During a FGGE workshop held in Tallahassee in January 1981 (18 months after the SMONEX observations) we were finally able to present our comparisons between the real-time and final winds to the key individual (Paul Julian) responsible for the reprocessing effort. Meeting in my office with maps lain out comparing the two data sets, the individual grudgingly indicated that there seemed to be a problem. Several weeks later came a message – they had found “the problem”… Their procedure for wind calculation had assumed that the signals that were received followed the shortest great circle path from the transmitter to the dropsonde. However, under certain conditions, the strongest signal being received was actually coming via the long-path great circle route, making the geometry incorrect when these signals were included in the calculation of wind. Since it was not easy to predict which sounding winds were contaminated by this long-path propagation, they recommended reprocessing all of the winds with a procedure to eliminate long-path signals from the calculation. This was done and the final winds eventually distributed. Unfortunately, by this time, the original “final” winds had been incorporated into a data assimilation procedure to produce the FGGE 3-B global analyses, which eventually were redone since they did not incorporate the correct dropsonde winds. But many papers were published using the incorrect FGGE 3-B data set before the revised version was produced. (One wonders how long the erroneous data would have contaminated research efforts if we had not been aware of the quality of the real-time data and our insistence that something was wrong with the “final” data.)

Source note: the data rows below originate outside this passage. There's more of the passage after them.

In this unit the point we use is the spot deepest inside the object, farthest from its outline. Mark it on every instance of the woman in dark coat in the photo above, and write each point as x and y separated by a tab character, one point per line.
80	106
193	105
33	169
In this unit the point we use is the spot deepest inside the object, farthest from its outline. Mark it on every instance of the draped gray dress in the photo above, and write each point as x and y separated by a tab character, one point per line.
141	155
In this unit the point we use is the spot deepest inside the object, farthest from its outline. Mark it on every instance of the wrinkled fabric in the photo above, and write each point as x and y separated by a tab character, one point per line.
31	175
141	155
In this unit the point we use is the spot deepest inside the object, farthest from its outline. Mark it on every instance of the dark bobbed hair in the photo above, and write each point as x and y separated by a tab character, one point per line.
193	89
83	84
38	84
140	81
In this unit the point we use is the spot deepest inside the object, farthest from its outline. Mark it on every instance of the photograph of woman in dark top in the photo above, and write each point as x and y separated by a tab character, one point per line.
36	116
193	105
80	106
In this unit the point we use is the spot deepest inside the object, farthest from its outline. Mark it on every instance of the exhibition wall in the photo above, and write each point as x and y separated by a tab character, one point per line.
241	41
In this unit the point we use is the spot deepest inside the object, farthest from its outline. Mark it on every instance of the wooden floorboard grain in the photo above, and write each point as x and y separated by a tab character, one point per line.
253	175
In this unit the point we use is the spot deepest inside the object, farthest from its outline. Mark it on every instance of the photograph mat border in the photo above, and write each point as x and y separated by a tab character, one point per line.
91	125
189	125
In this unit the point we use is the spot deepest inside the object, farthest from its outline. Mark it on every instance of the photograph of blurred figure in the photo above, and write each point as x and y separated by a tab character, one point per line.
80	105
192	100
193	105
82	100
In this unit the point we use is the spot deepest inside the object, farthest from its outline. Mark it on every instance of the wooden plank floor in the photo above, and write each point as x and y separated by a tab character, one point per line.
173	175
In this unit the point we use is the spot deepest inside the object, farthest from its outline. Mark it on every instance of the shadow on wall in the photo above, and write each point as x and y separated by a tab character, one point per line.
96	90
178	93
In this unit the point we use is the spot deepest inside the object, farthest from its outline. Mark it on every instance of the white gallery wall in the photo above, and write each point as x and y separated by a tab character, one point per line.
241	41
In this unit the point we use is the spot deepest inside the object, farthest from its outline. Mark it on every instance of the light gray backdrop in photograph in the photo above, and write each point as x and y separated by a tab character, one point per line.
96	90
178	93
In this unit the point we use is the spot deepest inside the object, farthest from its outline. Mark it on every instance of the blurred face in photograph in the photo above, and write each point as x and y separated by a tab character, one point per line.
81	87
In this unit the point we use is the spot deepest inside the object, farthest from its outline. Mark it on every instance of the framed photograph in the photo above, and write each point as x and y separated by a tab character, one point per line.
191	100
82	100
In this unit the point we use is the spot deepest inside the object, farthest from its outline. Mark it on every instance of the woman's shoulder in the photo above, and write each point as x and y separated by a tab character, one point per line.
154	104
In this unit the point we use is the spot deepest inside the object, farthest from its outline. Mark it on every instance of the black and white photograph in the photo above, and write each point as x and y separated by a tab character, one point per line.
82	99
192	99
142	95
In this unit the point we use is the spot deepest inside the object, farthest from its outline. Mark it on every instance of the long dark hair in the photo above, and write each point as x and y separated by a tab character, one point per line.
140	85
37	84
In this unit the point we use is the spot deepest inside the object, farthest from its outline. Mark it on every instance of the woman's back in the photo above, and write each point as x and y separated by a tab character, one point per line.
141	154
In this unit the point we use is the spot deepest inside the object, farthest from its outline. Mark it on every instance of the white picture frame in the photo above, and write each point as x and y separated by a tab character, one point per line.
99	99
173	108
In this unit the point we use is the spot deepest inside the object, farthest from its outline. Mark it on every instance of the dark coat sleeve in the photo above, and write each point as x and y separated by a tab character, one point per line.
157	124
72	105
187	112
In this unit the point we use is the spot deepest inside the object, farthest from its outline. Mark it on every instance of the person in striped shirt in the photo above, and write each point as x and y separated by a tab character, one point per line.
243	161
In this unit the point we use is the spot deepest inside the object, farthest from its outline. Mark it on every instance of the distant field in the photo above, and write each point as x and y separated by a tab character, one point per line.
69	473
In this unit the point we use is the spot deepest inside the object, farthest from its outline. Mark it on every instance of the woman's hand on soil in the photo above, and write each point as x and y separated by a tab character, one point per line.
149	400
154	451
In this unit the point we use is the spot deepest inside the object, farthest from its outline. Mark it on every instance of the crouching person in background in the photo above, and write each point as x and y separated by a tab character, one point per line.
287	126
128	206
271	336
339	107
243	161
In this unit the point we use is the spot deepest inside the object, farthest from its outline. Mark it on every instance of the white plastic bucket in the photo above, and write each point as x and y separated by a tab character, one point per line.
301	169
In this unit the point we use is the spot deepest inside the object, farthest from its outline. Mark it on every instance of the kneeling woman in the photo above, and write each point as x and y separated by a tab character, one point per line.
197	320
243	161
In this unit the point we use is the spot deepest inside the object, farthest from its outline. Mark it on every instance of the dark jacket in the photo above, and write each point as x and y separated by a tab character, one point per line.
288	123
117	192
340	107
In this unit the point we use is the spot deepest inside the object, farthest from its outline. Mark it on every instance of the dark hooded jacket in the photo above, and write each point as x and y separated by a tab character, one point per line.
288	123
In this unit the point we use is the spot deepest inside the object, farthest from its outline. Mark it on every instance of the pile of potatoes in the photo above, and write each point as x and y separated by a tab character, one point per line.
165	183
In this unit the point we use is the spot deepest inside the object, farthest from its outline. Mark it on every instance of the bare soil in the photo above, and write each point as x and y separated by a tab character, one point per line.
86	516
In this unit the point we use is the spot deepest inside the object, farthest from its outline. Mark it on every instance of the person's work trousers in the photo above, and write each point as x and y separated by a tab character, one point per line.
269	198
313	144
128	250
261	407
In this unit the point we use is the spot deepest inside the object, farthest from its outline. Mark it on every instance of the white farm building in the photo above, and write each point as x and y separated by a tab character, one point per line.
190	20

Several lessons are evident here. More information / data does not necessarily make a better product if some of those data degrade other information already present. And the best understand of today does not account for processes that are not understood. The example above is analogous in some ways to the controversy over “continental drift”, where Afred Weigner and his supporters could see with much evidence that the continents must have moved, but they had not counter argument to the calculations of Lord Kelvin, who showed that, under certain assumptions, the earth’s internal heat was likely insufficient to drive such motion. Lord Kelvin, and all others, were unaware of the phenomenon of radioactivity decay, which invalidated one of his critical assumptions, and which produces the heat required for the plate motion that is observed today.
[1] Winds were calculated by comparing the phases of the omega signals transmitted from the 8 omega stations located around the world, essentially a version of triangulation on a sphere. Not all stations could be heard at a given location; a sophisticated procedure had been developed to calculate winds from all stations that could be heard.